NOTE: I decided to ask ChatGPT to help me out with some definitions, officially because it's emerging tech, but we all know that it's nice to have a co-author.
A document management system is a major step forward for organizations that are looking to grow effectively and/or reduce costs and inefficiencies. But moving away from paper documents or a simple file storage product is only the first step; integrating your document management system with your other business applications and tools brings a significant boost to your processes.
Here are a few of the more common examples of how integrations can boost the value of your document management system:
Most professional-level CRMs provide reliable contact workflows for account and even prospect management, and often have good integration with email systems.
One area that isn’t as well-integrated with CRMs is document handling; while CRMs like HubSpot may provide a file storage area that can support uploads, providing attachments such as marketing materials and training documents without more robust document control can result in the wrong version of the material being shared. Integrating your document management system with its more robust document control will help to ensure that the right documents are being shared with the right customers and prospects.
Similarly to your customer relationship management, your website’s content management system will have some file storage functionality, but versioning of documents, such as PDFs, as well as the classification of digital assets such as images and video files, could rely on your document management system for handling the original source content, and could also provide resized and optimized versions for your website or other applications.

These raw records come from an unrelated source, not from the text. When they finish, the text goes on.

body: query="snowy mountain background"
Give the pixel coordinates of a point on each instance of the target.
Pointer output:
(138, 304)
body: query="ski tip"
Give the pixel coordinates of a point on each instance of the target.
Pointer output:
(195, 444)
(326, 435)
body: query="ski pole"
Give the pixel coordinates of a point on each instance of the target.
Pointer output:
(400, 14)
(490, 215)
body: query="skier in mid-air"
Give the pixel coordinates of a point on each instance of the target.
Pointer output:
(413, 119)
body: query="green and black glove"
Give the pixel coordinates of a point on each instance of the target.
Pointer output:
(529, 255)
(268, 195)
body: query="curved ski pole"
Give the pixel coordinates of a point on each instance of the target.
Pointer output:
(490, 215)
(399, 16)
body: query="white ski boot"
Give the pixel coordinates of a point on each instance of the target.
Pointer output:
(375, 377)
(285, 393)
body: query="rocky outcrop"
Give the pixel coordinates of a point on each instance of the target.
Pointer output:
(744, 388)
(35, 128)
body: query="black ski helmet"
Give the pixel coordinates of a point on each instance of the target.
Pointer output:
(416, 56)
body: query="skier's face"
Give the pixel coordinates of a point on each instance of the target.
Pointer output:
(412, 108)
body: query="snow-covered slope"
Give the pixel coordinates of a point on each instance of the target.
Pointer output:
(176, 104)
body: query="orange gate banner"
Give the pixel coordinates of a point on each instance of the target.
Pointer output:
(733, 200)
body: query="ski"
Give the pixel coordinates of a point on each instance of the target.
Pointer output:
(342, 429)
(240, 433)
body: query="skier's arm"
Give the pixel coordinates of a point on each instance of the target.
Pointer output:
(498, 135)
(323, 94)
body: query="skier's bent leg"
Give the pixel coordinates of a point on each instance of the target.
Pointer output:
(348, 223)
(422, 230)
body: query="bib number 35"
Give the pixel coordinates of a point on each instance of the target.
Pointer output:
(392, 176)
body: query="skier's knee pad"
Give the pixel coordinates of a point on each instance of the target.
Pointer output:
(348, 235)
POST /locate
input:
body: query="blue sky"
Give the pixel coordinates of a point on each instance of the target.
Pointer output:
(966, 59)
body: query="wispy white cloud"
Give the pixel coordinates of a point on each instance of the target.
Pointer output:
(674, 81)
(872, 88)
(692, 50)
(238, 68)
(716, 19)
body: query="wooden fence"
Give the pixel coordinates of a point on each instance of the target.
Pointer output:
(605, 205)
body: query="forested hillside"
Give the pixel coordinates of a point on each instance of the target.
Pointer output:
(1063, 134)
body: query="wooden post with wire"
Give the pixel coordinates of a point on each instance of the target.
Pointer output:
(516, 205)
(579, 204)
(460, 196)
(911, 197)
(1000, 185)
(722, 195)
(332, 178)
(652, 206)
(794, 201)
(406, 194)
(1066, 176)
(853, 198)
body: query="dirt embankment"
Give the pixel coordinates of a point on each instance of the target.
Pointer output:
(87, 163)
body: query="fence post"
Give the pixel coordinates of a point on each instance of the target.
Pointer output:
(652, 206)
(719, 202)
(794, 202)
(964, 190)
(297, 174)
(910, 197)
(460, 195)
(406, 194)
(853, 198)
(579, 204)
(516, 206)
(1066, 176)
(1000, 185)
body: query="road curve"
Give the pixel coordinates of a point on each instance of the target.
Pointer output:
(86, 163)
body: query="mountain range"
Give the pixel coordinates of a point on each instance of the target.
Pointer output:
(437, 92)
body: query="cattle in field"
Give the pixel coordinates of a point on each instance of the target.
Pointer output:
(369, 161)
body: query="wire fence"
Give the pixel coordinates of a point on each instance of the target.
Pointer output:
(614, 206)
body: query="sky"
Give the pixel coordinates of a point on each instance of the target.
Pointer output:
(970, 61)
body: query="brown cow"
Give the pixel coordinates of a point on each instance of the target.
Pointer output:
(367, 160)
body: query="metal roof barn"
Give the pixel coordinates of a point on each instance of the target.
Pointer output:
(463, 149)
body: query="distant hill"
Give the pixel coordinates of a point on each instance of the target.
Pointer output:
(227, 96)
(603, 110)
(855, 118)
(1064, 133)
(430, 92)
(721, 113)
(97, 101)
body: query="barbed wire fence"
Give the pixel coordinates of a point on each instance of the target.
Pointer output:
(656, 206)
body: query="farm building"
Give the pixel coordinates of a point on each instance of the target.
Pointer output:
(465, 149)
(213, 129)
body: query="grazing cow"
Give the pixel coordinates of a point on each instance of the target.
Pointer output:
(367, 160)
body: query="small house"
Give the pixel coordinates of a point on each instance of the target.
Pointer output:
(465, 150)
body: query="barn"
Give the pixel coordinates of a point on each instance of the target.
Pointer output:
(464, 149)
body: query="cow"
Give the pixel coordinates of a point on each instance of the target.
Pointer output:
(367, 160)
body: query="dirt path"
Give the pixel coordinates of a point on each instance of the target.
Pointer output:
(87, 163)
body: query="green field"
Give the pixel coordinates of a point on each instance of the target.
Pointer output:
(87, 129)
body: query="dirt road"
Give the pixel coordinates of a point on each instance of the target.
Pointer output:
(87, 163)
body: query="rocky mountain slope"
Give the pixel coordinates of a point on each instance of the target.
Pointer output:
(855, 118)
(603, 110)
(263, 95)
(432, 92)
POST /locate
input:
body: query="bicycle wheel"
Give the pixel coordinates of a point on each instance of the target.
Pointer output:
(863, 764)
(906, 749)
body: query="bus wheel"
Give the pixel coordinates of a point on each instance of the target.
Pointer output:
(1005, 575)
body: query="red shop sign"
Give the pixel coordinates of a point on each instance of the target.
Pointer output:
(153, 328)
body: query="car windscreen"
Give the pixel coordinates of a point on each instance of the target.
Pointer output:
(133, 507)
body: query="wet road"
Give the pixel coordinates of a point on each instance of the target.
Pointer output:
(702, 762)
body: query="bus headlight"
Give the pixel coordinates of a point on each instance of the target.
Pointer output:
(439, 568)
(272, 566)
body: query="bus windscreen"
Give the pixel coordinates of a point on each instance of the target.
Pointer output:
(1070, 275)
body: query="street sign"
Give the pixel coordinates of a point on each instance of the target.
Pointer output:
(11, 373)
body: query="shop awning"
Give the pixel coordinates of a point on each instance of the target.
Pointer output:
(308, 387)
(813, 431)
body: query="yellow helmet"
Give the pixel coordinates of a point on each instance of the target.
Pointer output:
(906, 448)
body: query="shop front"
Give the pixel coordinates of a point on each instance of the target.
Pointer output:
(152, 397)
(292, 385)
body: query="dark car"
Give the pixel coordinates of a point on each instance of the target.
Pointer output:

Tools such as Google Drive and Office 365 can be integrated with your document management system, allowing you to add better document classification, discovery, and document control. If your document management system supports inline collaboration, you could make document changes within your DMS, possibly removing manual processes like downloading and re-uploading documents after editing.
Most applications that allow for project management do not offer robust document management; integration can allow linkage between a project or task and project documents stored in your DMS.
A key component of project management is providing deliverables, such as reports or other documents. This is not always a feature provided within the project management system itself, so an integrated DMS can provide better management of these deliverables.
Employee documents and complex workflows such as onboarding and offboarding can be improved upon by using a robust and customizable document management system as a document store and process automation tool.
A growing component of people management is compliance management, such as ensuring that all team members have read and accepted specific policies around security and acceptable use or behavior. When that is unavailable or unsuitable within an HRIS, a good document management system with process and approval workflows can provide this functionality.
Most organizations need a repository for Standard Operating Procedures (SOPs) and other Documentation, as they are a major component of scaling an organization as it grows. This can be combined with learning modules to provide a more robust training experience for team members. A document management system can serve as a documentation repository, or in the case of organizations that already have software for documentation, a DMS can integrate that documentation with an LMS or other training systems.
As with other systems that have rudimentary file handling functionality, integrating your more robust and centralized document management system can ensure that documents are handled consistently.
One common scenario is where an array of financial documents exist with different levels of sensitivity, but all documents exist only within financial software that is not generally provided to more than the finance team. Having the ability to share documents to other teams, when acceptable, while maintaining control over those documents is something that may require a document management solution.
Rather than relying on the different reporting provided by various applications and tools, combining data from various sources through importing into a report and analytics tool can create more robust metrics and visualizations. A flexible document management system can provide its own analytics to such a system, or can even assist in the integrations.
Ideally, the result isn’t just an integration between two systems. While integration between a given application and your document management system provides clear value, using your document management system as a coordinating, centralized system can provide a consistent mechanism for enforcing organizational standards around versioning, security and compliance, and classification. The end goal is a robust document management system that is designed to be integrated across departments and functions, while maintaining document control.
For every system listed, there are multiple other applications that could be used by an organization, such as enterprise resource planning, fleet management, inventory control, supply chain management, and information technology service management.
When the right document management system is employed, it can become the center of your organization. In essence, that is what separates document management from its more powerful version, enterprise content management. It’s all about the integrations.